Actually, we can go even further than that answer. Note that if you call the answer as
G(n)=Fn+1+Fn-1, then
G(n+1)=Fn+2+Fn, and
G(n+2)=Fn+3+Fn+1, so even G(n) satisfies the same recurrence as the Fibonacci sequence! [Actually, any linear combination of Fibonacci-like sequences will satisfy the same recurrence, so it's not all that surprising.] So another way to compute the answers would be using:
G(2)=3
G(3)=4
G(n)=G(n-1)+G(n-2) for n≥4.
And now you can also use the closed form Fn=(αn-βn)/(α-β) (where α and β are (1±√5)/2, the roots of x2-x-1=0), to get
G(n) = ((1+√5)/2)n + ((1-√5)/2)n.
[You can ignore the second term because it's very close to 0 for large n, in fact G(n) is the closest integer to ((1+√5)/2)n for all n≥2.]
Upvotes: 10
Reputation: 400294
This problem is very similar to Zeckendorf representations. I can't find an obvious way to apply Zeckendorf's Theorem, due to the circularity constraint, but the Fibonacci numbers are obviously very prevalent in this problem.
Upvotes: 0
Reputation: 25292
Throwing my naive script into the mix. Plenty of opportunity for caching partial results, but it ran fast enough for small n that I didn't bother.
def arcCombinations(n, lastDigitMustBeZero):
"""Takes the length of the remaining arc of the circle, and computes
the number of legal combinations.
The last digit may be restricted to 0 (because the first digit is a 1)"""
if n == 1:
if lastDigitMustBeZero:
return 1 # only legal answer is 0
else:
return 2 # could be 1 or 0.
elif n == 2:
if lastDigitMustBeZero:
return 2 # could be 00 or 10
else:
return 3 # could be 10, 01 or 00
else:
# Could be a 1, in which case next item is a zero.
return (
arcCombinations(n-2, lastDigitMustBeZero) # If it starts 10
+ arcCombinations(n-1, lastDigitMustBeZero) # If it starts 0
)
def circleCombinations(n):
"""Computes the number of legal combinations for a given circle size."""

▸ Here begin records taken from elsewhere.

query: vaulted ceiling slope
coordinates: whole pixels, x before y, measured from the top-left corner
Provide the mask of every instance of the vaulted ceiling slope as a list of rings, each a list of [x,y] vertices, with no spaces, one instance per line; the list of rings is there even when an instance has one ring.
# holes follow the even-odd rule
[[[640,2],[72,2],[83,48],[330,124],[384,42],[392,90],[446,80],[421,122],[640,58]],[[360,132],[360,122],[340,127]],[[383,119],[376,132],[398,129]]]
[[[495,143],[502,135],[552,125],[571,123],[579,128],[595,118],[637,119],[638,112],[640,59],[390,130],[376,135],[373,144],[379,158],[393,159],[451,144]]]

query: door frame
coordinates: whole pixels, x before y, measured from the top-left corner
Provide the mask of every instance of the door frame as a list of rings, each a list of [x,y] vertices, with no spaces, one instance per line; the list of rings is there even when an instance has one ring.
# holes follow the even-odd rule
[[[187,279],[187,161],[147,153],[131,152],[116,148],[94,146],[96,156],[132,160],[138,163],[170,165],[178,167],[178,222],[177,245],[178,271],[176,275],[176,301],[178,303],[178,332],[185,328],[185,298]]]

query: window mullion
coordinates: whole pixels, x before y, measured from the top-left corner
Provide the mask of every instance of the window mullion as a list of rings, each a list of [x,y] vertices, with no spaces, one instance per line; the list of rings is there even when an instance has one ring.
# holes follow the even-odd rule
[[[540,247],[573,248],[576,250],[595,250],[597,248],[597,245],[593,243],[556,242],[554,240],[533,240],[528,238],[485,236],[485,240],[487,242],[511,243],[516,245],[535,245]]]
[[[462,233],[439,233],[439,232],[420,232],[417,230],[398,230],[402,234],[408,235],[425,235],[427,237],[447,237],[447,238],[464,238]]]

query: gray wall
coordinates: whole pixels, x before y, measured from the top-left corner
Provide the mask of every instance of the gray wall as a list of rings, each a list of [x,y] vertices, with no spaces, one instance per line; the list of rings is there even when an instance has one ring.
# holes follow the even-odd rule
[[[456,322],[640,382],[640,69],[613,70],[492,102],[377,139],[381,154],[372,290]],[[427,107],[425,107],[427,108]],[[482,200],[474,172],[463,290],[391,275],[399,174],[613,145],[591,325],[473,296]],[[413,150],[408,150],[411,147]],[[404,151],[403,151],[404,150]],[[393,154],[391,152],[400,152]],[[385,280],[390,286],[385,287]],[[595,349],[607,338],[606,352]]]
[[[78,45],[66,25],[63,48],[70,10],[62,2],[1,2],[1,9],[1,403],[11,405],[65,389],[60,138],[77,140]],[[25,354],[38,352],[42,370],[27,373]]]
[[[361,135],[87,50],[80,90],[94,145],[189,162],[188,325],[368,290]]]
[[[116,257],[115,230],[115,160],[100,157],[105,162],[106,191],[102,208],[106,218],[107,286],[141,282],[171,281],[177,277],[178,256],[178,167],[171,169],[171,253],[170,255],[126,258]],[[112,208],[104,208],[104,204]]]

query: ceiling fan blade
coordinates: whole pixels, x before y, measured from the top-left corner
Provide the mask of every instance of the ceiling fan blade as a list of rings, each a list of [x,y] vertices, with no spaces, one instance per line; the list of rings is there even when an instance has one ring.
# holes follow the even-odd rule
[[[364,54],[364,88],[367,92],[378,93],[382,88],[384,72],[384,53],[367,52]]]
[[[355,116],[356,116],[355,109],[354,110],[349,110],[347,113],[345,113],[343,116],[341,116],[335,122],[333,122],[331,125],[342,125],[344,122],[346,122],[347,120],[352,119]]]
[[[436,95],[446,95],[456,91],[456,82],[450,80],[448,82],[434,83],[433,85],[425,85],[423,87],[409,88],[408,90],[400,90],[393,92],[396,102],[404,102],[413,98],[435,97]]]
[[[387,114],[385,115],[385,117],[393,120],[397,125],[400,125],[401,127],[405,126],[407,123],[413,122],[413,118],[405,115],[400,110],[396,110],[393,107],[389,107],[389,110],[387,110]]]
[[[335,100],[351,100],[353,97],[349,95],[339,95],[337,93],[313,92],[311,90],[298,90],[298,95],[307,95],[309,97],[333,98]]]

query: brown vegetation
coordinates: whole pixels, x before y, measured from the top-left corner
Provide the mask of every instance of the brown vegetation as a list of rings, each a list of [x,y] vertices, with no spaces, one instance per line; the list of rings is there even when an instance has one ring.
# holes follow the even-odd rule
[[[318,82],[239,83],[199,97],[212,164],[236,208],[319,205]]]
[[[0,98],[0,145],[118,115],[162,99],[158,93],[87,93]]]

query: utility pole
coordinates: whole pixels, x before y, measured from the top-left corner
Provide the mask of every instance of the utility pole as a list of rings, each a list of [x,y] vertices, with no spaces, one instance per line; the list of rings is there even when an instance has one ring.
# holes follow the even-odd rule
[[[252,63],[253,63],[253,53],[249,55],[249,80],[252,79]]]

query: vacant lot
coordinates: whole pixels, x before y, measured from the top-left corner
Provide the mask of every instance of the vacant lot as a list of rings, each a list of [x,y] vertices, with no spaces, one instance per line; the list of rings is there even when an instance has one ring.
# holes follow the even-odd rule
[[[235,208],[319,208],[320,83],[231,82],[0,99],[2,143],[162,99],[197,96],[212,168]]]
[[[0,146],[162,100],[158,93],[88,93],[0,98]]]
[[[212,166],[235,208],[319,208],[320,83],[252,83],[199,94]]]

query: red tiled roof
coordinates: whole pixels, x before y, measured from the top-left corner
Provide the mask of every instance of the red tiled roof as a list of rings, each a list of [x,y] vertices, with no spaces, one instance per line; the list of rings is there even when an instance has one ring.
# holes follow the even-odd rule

# Handle case where it starts with 0 or with 1.
total = (
arcCombinations(n-1,True) # Number of combinations where first digit is a 1.
+
arcCombinations(n-1,False) # Number of combinations where first digit is a 0.
)
return total
print circleCombinations(13)
Upvotes: 0
Reputation: 73622
I decided to hack up a small script to try it out:
#!/usr/bin/python
import sys
# thx google
bstr_pos = lambda n: n>0 and bstr_pos(n>>1)+str(n&1) or ""
def arrangements(n):
count = 0
for v in range(0, pow(2,n)-1):
bin = bstr_pos(v).rjust(n, '0')
if not ( bin.find("11")!=-1 or ( bin[0]=='1' and bin[-1]=='1' ) ):
count += 1
print bin
print "Total = " + str(count)
arrangements(int(sys.argv[1]))
Running this for 5, gave me a total of 11 possibilities with 00000, 00001, 00010, 00100, 00101, 01000, 01001, 01010, 10000, 10010, 10100.
P.S. - Excuse the not() in the above code.